Nothing said whether this was based on the newly painted hull numbers or their order along the station. Mattim raised an eyebrow to the XO. “What's the Navy way for this?”
“Captain, I've never been on the bridge for a multi-ship departure. All the ship handling manual says is follow the admiral's instructions.” She paused, then added softly. “Smiley may be trying to make you merchant skippers feel like, uh, feel dumb.”
“He's succeeding. Now what?”
Ding pursed her lips. “Whenever navigation orders are unclear, you have the right and obligation to ask for clarification. But don't expect a thank-you for telling the admiral he doesn't know how to write orders, sir.”
“Right. Helms, keep us tied up. Comm, send to flag. Sheffield requests clarification. How do we determine which ships are odd? No, make that even, I refuse to feed anyone a straight line.” Mattim glanced at the clock. “Wonder how long this will take.” Two minutes later, a window opened on the main view screen. Smiley was not smiling.
“For all its claimed eagerness, the Sheffield does not seem to know how to get under way. Ships count off, starting with the Sendai , and maneuver accordingly. Flag out.”
Mattim stuffed his anger away. “I don't think he likes us.”
“He did put us last in line,” Ding added.
“We'll have to show him we're better than that.”
“Without showing him up anymore,” Sandy suggested dryly.
“Sir, we're an odd ship,” the helm offered.

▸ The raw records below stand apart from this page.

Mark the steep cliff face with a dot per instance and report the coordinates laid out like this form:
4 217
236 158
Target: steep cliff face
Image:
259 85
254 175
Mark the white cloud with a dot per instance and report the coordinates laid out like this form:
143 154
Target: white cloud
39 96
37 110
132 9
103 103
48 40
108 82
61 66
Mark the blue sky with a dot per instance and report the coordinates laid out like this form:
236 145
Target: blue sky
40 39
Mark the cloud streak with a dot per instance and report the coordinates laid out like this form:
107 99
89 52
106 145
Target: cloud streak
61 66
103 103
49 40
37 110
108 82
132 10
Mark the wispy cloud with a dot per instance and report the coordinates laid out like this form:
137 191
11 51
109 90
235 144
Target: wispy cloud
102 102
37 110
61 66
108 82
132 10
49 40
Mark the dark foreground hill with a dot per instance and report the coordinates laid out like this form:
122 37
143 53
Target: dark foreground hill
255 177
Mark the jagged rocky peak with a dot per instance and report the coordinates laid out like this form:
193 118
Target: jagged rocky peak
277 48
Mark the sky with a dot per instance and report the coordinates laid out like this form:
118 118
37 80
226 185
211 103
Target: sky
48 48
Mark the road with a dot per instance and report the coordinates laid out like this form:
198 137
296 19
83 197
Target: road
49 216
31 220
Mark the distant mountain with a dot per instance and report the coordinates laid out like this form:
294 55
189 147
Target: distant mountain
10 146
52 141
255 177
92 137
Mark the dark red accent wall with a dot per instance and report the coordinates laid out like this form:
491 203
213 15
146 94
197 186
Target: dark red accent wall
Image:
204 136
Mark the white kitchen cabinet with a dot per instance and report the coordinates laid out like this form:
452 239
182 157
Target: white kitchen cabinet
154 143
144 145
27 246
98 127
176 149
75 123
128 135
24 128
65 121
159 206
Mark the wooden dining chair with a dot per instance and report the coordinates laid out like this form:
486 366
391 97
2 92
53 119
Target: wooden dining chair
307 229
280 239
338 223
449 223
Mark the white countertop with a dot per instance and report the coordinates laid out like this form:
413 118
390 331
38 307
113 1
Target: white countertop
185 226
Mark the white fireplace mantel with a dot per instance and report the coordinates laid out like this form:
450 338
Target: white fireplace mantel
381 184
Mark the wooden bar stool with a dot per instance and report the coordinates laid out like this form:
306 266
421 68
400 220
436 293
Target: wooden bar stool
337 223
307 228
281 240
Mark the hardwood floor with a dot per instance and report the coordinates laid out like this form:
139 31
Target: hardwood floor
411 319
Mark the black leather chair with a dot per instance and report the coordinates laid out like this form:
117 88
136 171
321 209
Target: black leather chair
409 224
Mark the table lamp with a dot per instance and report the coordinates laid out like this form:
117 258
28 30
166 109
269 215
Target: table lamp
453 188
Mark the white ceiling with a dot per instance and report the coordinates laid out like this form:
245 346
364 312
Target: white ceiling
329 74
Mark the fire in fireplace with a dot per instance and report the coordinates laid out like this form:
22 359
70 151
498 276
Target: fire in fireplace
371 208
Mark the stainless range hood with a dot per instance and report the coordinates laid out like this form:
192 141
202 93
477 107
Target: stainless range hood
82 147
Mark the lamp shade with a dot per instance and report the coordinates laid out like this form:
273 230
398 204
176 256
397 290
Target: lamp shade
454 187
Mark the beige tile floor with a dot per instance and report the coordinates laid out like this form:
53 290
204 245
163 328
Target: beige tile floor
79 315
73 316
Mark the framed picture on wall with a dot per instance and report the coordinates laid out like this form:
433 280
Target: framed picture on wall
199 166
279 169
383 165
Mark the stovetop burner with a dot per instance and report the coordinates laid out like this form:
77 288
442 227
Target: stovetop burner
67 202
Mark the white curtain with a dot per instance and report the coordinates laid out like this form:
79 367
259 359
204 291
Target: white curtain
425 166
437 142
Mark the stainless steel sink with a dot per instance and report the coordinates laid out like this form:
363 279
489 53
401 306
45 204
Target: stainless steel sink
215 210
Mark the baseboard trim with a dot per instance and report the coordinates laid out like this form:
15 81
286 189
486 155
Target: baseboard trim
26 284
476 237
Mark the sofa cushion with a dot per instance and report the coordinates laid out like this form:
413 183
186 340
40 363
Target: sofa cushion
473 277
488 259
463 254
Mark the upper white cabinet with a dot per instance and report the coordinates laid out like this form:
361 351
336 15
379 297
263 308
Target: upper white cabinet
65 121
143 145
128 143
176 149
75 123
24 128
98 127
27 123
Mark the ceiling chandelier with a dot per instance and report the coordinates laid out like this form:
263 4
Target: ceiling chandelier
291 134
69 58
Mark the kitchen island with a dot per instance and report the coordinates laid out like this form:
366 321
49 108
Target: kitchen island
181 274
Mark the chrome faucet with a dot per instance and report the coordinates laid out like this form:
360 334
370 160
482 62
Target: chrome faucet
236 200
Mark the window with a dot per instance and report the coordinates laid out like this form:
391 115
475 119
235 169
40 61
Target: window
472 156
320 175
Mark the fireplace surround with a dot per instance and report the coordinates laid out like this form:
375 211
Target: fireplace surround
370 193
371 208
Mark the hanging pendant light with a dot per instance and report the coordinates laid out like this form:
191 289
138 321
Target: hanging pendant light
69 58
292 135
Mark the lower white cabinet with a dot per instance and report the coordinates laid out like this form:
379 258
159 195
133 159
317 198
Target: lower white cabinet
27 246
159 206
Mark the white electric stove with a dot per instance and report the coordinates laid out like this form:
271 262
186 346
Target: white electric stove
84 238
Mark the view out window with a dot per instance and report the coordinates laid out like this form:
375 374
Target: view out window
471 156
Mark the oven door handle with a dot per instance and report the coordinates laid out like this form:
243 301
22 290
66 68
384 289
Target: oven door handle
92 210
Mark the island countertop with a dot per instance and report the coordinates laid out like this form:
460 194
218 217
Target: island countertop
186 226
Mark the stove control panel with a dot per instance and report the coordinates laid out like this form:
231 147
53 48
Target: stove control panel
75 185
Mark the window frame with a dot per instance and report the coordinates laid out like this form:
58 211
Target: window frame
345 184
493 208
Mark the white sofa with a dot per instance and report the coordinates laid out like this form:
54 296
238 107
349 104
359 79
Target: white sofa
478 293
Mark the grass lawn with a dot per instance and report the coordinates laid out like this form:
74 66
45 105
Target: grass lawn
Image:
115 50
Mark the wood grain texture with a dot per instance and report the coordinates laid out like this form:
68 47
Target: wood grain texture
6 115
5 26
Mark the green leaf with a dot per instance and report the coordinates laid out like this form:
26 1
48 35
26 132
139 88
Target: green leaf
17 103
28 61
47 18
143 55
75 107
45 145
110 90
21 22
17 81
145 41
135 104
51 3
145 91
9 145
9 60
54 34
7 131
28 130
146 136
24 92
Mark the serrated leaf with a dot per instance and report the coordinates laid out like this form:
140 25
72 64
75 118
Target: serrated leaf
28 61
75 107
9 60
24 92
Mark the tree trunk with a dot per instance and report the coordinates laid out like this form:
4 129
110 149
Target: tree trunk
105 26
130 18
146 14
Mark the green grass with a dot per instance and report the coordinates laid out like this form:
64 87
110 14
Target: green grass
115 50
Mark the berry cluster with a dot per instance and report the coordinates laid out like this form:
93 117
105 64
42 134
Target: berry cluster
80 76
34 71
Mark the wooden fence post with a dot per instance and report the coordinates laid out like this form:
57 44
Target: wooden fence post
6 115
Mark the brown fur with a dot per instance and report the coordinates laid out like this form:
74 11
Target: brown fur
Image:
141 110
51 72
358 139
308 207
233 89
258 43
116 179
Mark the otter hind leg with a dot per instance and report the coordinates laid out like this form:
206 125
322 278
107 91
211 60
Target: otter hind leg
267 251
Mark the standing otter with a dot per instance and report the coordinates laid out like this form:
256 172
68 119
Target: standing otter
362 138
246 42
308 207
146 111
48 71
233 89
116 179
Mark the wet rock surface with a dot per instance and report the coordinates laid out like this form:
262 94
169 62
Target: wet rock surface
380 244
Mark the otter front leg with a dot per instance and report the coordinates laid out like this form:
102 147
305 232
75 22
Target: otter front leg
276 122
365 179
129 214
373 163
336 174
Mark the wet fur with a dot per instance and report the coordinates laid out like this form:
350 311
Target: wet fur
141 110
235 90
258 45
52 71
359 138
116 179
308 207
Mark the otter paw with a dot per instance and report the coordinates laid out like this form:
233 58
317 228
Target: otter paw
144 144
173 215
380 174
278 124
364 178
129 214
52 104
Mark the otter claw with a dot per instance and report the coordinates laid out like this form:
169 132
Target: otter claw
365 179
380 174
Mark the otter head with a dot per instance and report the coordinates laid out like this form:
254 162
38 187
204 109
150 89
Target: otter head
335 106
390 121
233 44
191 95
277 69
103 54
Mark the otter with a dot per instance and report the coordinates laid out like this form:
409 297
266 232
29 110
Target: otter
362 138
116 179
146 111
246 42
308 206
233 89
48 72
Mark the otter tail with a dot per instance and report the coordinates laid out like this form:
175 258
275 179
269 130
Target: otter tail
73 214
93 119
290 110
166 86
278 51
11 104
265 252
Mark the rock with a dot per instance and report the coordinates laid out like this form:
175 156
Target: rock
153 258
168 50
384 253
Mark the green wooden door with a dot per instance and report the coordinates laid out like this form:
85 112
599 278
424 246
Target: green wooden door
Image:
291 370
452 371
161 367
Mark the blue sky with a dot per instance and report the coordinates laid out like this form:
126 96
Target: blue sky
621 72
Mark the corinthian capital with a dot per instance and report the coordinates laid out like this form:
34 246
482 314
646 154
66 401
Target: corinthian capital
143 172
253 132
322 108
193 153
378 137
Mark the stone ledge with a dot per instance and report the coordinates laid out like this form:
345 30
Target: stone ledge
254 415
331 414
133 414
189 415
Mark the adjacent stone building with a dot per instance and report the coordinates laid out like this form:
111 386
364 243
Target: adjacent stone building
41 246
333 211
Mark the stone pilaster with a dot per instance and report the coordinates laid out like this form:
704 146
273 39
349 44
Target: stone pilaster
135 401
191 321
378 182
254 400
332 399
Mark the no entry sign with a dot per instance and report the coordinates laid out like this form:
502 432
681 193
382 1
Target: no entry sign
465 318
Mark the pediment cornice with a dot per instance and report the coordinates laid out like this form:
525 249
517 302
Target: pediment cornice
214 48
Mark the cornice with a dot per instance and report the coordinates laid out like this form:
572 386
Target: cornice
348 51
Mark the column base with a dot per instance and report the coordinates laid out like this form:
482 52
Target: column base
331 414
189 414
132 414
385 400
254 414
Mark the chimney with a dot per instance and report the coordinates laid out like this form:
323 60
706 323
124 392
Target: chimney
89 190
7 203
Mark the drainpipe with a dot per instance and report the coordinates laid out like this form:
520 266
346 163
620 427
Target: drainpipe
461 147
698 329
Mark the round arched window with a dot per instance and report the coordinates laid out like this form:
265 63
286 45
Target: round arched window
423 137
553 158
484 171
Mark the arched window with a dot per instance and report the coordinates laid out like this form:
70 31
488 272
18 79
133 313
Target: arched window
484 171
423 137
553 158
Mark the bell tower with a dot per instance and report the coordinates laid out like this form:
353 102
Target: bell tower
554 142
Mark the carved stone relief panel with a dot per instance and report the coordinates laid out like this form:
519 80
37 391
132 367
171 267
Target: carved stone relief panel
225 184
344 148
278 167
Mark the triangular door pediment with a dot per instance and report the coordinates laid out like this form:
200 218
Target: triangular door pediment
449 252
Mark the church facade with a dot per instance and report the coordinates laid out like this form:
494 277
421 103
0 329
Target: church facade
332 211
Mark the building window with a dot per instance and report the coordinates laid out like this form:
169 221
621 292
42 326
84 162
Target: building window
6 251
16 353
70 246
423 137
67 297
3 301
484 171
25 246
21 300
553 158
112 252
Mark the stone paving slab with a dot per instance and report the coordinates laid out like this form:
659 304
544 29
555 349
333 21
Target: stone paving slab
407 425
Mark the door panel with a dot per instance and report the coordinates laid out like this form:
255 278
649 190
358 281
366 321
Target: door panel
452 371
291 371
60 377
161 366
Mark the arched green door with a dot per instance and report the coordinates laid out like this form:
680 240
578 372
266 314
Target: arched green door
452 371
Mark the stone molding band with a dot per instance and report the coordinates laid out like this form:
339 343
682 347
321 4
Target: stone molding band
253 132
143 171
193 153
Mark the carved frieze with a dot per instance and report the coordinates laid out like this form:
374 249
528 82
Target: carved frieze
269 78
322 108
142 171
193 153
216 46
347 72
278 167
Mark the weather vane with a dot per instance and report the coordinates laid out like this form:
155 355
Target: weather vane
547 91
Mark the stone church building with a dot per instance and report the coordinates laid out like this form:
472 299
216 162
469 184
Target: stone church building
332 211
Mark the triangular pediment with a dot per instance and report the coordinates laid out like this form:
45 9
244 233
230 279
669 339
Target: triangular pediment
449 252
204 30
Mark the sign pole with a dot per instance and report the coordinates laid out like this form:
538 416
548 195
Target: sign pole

“Very good.” Mattim had taken the Maggie out with just himself, Sandy, and Thor. Not today, “XO, you have the conn. Prepare to get under way.”
She grinned. “I have the conn. Bos'n, order the crew to underway stations. Announce weightlessness in ten minutes. Quartermaster, initiate the mission clock.”
Ten minutes! Mattim usually got the Maggie away in two minutes. With ten times the crew and so many green hands, Mattim leaned back in his chair, ready to see how the Navy did it. A chief pulled a bit of gleaming metal from her open collar and leaned close to her mike. After blowing a couple of notes that Mattim had only heard on old vids, she announced. “All hands to underway stations. Weightlessness in ten minutes.”
The XO depressed her comm button. “Deck inport watch, single up the lines. Prepare all attachments for separation. All departments, report readiness to get under way to the Officer of the Deck on the Bridge.” A young lieutenant JG who'd been following the XO with attention turned back to his station as a light appeared. Mattim tapped the display on his own console, searched through his menus and converted his station to a copy of the JG's—and shook his head. He didn't care about the doc's or supply's readiness. Going back to his main menus, Mattim searched. Yep, Chief Aso was bossing the underway detail. As hatches were secured and attachments cast off, Aso's board went green. This list Mattim watched while Ding prowled the bridge, checking the quartermaster's log, watching the OOD's board, and having him hassle departments that were slow reporting.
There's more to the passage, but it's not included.